This would be great for SSDs (Score:5, Informative)
Unlike HDD controllers, SSD controller do wear-leveling, so there is no guarantee that your data will be written as as a contiguous block of memory (regardless of what the filesystem says), only that it will be in 4096 byte blocks. Recovering deleted data from a SSD is no simple task because it means you need to know or guess the controller behavior for wear-leveling in order to go back and find the order of previously written data. With this you would be able to just read the raw memory even after the controller has been reset and still be able to recover the data. I think it would be a nice option to have a filesystem be able to encode user files in something like this highly recoverable format. The only real problem is that the file has to be completely rewritten even if you only modify part it in order to differentiate the new version from the old version.
Re: (Score:2)
Re: (Score:2)
The memory used in SSDs are all 4096 byte blocks of NAND FLASH memory. 512 bytes is the sector size for HDDs... though they may have changed that in recent years.
Re: (Score:2)
Re: (Score:2)
Incorrect. Modern SSDs use large page NAND which has anywhere from 128kiB to 1MiB block sizes.
In NAND, you can only erase on block boundaries. However, when you write, you can write on page boundaries, of which there can be anywhere from 16 to 128 pages per block. Small page NAND (old NAND) had 512 byte pages (and typically 32 pages per block, givi
Re: (Score:2)
I only meant that "sectors" were 4096 bytes but thanks for the additional info.
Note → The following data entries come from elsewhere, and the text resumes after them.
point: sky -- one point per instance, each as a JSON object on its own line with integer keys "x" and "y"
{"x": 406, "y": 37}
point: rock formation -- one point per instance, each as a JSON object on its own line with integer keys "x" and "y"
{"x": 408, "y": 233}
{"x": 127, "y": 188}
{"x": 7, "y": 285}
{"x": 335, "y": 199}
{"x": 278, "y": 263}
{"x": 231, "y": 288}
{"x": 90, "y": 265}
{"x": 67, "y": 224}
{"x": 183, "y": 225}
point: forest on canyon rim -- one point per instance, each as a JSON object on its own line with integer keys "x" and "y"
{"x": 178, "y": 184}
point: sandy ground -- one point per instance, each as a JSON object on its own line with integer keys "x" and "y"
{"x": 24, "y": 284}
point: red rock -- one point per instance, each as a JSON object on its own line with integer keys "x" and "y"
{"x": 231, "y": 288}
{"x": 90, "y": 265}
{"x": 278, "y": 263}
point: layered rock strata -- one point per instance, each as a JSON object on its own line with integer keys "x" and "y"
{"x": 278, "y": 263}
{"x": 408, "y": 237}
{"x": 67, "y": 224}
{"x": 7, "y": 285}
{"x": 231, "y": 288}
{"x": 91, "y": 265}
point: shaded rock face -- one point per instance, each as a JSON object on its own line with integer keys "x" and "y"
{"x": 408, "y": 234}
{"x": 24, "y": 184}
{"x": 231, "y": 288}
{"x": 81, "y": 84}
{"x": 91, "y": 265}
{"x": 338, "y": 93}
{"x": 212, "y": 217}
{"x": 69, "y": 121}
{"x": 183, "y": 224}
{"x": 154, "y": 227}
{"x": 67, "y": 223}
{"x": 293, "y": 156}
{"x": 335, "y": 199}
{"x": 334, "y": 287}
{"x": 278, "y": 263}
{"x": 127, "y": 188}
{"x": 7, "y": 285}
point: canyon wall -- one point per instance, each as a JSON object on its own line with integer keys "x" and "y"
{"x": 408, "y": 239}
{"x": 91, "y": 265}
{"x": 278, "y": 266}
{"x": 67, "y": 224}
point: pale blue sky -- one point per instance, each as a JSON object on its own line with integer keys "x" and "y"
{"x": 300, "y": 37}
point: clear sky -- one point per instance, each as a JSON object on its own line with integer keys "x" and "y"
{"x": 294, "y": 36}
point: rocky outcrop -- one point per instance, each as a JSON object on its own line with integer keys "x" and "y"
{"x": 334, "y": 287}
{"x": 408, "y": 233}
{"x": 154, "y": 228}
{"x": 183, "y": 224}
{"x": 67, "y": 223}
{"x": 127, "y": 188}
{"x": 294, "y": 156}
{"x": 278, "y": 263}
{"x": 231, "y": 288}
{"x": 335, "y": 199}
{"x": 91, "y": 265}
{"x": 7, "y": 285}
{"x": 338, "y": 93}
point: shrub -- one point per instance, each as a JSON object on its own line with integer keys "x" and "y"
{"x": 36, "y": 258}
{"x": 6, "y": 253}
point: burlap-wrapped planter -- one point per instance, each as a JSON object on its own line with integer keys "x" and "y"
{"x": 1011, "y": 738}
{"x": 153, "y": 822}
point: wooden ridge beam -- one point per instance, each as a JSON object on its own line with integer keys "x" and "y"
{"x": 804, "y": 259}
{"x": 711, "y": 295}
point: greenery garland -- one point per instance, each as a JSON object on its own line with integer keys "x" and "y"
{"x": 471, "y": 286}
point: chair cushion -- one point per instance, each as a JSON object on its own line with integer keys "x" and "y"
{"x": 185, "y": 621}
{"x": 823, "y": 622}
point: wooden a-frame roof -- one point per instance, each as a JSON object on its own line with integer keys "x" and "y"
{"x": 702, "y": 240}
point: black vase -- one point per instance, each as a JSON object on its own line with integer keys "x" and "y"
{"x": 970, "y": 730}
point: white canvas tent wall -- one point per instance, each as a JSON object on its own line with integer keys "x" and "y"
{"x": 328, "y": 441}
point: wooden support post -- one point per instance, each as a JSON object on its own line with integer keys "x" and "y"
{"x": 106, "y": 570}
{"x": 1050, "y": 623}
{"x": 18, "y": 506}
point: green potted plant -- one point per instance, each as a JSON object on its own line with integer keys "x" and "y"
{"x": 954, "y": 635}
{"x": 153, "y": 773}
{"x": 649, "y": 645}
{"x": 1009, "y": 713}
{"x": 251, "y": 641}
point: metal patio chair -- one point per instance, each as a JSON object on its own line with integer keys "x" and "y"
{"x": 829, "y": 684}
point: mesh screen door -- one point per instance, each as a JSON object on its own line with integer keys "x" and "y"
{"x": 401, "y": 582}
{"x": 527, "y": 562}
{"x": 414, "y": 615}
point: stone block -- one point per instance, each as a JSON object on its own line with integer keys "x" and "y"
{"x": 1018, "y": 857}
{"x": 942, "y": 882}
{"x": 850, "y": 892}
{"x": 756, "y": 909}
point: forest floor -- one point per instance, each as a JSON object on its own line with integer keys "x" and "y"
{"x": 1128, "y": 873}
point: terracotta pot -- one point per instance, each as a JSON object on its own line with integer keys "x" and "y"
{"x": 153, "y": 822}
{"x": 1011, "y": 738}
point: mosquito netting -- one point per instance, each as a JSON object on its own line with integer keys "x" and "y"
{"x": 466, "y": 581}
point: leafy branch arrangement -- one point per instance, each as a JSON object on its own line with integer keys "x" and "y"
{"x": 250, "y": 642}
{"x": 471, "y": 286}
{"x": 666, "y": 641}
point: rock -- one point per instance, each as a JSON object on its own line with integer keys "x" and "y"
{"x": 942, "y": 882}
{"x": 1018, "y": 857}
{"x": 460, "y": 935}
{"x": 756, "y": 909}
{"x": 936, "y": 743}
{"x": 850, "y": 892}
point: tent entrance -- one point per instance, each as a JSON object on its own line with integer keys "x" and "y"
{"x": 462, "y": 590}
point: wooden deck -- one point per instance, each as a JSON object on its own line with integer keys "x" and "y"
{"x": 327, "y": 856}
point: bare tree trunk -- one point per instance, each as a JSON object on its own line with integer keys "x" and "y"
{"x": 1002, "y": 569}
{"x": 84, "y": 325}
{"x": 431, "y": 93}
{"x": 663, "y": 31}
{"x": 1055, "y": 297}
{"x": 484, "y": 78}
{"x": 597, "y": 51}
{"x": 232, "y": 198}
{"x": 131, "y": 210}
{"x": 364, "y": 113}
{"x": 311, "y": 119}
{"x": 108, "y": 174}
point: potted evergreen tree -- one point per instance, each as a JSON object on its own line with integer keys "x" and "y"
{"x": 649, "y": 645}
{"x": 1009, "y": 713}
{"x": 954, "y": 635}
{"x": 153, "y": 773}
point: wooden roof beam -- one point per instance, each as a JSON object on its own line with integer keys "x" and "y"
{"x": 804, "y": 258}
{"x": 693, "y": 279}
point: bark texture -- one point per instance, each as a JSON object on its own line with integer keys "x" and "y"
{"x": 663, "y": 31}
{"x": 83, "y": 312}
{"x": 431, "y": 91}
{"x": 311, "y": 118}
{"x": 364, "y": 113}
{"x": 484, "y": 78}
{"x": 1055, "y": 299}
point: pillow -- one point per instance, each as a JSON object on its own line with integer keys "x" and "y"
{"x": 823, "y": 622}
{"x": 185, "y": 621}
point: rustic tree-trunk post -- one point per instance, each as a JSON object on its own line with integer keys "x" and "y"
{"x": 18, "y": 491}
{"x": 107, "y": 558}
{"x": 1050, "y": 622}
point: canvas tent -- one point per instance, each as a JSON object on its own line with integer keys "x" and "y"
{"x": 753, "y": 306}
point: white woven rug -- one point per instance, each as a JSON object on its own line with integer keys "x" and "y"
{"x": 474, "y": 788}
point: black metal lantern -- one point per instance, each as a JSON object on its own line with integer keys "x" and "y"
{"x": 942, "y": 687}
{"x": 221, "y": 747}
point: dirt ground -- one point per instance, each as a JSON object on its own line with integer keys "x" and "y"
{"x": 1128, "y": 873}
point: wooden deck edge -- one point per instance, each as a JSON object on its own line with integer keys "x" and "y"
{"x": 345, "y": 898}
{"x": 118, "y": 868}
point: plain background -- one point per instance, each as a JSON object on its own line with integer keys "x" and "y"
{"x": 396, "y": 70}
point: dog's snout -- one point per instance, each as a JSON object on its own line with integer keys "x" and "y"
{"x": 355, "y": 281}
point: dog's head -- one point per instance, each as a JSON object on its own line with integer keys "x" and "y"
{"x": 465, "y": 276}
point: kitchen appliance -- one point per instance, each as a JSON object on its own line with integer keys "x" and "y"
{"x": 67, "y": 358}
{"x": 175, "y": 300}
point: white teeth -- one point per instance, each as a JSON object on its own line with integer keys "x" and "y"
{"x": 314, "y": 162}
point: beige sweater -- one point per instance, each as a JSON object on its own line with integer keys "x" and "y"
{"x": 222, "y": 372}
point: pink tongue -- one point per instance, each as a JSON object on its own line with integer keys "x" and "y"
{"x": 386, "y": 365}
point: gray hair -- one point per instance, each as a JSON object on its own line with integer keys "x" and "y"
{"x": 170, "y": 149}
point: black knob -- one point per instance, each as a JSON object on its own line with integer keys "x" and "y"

I suppose it only makes sense that they also use larger blocks in order to achieve higher read/write throughput rates.
Re: (Score:2)
Usually when an SSD fails, you get some stupid small device. Intel SSDs give you a 8MB hard drive named "BAD CONTEXT" which can't be read from or written to, and JMicron drives give you a 4GB drive named "JM-Loader 001".
When this happens, you don't get to see your actual disk sectors at all. Without access to the actual contents of your drive, having a container format that lets you recover data won't help.
Re: (Score:2)
I've not had that experience, however, it seems like a good reason to have an open source SSD controller firmware, so that you can force it to let you access it.
forward error correction? (Score:2)
It seems to me this would be a lot more useful if it directly incorporated forward error correction.
Re: (Score:2)
Re: (Score:2)
Since loss and recovery takes place at the block level, it's best if you arrange for error recovery (and compression) to take into account block boundaries.
What it does and why it's (partially) useful (Score:5, Insightful)
There is some confusion as to what this is actually doing.
Most filesystems have use special structures to store the name and location of your files on the drive. Directories, cluster bitmaps, etc etc. The reason why it's difficult at best to recover files from a hard drive when parts of the filesystem have been damaged is that it's difficult to identify where on your hard drive the files are. Besides the special filesystem directories, no where else stores information on what is stored where. If you lose the directory it's hard to tell one file's data from another on your hard drive.
That is where SBX comes in. What it does is make sure that every physical sector that stores data for a particular file is labelled with a number that identifies that file, and a sequence number so you can reconstruct what order that piece is in the original file. Really, for the amount of overhead, something like that should be embedded into every filesystem. Basically a distributed backup of all the filesystem metadata.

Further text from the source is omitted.